Originally Posted by callbay
Best read on having a spouse that is a narcissist I have ever read.
https://www.psychologytoday.com/us/...710/the-survival-guide-living-narcissist
My question is what are you experiences with living with one, or having one in the family, or even friends that are one? Do you have any advise for people that live with a narcissist?
Thanks a lot!
I think my stepfather has a lot of those qualities. I also think that every person has SOME traits from most disorders in the DSM, but my opinion is that unless those traits cause issiues in one's daily life, they are not of significant difficulty to warrant being used as a defining characteristic. Since these traits did cause my stepfather difficulty, I believe it safe to say he was once.
Examples:
-I and my father were blamed by him when our stepson/stepfather relationship turned poorly...nevermind that he treated my mother and I very differently after their marriage.

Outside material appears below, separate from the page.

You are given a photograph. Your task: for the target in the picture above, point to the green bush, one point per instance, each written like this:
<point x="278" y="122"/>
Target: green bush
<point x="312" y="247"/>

-He always would complain about how incompetent all of his co-workers were. He was fired from multiple jobs, and my friend's father worked with him on a limited basis. He was a well-grounded and successful person and good father. When I asked him about my stepfather, he politely concluded that the interaction had been poor and he was disappointed.
-He maxed out my mother's (excellent) credit, accruing over $50K in CC debt shortly after they married. He carried lots of debt from THREE prior marriages...all of which failed because of circumstances or the other person, per him, mind you...
-Back when I was a church-going kid, he was tasked with providing the children's story. He concocted an elaborate story with a plot far beyond what the typical age-group that was the target audience could grasp, and spent an inordinate amount of time telling said story. He was never asked again to, and I believe I recall him blaming others for his "story time" being a failure. Never once did he examine why so many others managed to pull off the daunting task of telling a church-appropriate short story that could captivate a 5-10 year old for half a dozen minutes and end with a simple but straight-forward positive note/moral/sentiment.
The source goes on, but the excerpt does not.